Mardini was 17 at the time. She is now a goodwill ambassador for the UN High Commissioner for Refugees. She famously competed at the Rio Olympics a year later under the refugee flag.

FASTFACT

• In 2015, she and her sister had escaped conflict in their homeland when the boat they were aboard with other refugees began sinking. They jumped out and swam part of the journey from Turkey to Greece.

• Mardini was 17 at the time. She is now a goodwill ambassador for the UN High Commissioner for Refugees.

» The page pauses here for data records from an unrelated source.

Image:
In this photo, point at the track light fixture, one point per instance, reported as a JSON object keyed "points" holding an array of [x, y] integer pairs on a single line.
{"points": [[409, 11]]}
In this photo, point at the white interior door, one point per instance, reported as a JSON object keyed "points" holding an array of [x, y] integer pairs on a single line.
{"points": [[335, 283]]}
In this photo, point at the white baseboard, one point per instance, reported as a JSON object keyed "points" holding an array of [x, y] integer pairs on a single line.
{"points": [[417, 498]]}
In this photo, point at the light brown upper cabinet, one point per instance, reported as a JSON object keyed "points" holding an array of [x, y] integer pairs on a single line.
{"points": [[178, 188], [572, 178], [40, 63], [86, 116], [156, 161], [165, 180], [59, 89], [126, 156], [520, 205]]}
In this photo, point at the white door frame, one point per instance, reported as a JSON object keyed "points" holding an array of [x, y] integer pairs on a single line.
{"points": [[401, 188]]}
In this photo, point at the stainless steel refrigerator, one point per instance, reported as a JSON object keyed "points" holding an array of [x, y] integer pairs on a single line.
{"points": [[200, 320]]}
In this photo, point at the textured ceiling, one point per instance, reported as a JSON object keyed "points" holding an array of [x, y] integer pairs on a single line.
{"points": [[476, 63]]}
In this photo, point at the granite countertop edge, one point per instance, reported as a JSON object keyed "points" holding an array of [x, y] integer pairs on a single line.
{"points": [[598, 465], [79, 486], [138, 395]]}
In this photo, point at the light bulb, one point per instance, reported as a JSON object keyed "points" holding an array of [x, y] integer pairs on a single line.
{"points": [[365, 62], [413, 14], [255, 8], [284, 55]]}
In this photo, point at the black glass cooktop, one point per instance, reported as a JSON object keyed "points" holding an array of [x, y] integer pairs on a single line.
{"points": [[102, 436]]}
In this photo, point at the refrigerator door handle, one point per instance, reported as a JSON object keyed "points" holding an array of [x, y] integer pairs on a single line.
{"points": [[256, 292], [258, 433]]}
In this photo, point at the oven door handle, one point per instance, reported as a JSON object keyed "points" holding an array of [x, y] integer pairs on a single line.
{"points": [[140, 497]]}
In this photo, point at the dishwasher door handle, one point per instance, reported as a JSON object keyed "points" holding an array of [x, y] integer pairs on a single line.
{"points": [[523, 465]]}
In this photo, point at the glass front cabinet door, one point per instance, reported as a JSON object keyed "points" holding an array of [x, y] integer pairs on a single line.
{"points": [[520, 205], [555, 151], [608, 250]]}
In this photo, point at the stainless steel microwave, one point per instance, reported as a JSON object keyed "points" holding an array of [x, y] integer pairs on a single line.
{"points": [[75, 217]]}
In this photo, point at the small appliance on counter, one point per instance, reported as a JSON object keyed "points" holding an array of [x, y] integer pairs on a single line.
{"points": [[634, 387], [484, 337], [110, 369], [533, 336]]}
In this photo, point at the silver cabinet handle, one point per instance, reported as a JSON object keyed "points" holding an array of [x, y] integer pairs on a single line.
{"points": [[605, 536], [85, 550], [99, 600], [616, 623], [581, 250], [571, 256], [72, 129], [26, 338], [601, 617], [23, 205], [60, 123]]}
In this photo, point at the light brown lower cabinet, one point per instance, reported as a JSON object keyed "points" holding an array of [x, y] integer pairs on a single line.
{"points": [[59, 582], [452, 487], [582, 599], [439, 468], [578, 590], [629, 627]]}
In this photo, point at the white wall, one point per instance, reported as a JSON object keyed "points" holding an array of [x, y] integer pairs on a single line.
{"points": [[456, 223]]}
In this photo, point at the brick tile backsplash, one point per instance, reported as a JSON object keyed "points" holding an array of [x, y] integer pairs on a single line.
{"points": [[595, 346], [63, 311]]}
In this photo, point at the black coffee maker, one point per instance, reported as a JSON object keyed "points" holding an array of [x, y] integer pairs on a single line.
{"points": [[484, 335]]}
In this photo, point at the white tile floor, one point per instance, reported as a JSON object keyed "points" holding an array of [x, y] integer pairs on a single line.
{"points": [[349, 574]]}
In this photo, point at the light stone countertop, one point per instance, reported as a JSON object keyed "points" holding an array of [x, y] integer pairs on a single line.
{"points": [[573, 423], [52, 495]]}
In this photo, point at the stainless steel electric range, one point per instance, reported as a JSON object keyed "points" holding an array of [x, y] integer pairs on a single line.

“Rio was amazing. It was really exciting to see the reaction of people to the team. Now I’m representing millions of displaced people around the world and it really makes me proud.”
It is a far cry from life back in Syria, where rocket strikes would often shake the pool she trained at in Damascus.
“There were bomb attacks sometimes that would crack the windows around the pool,” said Mardini, who has addressed the UN General Assembly and whose story is set to be told in a Hollywood movie.
“I know people who lost their moms on the way or in the water — that got drowned — and I feel this is terrible,” she said.
Mardini said that from the time she left Syria she lived without her mother for six months. Eventually, they were reunited in Germany, where they now live in Berlin. “I felt so alone,” she said. “So lonely.”
The experience has prompted her to stand up for fellow asylum seekers in similar situations.
“Someone has to do something about it,” Mardini said. “The least we can do is talk about it, not just ignore it like everything else happening in the world.”
Mardini finished 47th out of 52 swimmers in the 100-meter butterfly heats on Sunday. Her other event in Gwangju is the 100 freestyle on Thursday.
She is attempting to again qualify for the Olympics as a member of the Refugee Olympic Team.
“My goal now is just to swim a new personal best,” she said. “And my next goal will be Tokyo 2020.”
Fellow Syrian Ayman Kelzieh was also forced to flee the country before competing at the 2014 Asian Games in Incheon.
Returning to Korea five years later, the 26-year-old now owns a fistful of national swim records, including the 50m, 100m and 200m butterfly.
“When the war started I had just moved to Damascus and I couldn’t get back home to Aleppo,” said Kelzieh, who now lives on the Thai island of Phuket.
“But even in Damascus bombs sometimes even went off at the swimming pool we trained at,” he added after taking a poolside selfie with his idol, South African star Chad le Clos.
“There were even attacks at the hotel I stayed in — I was lucky.”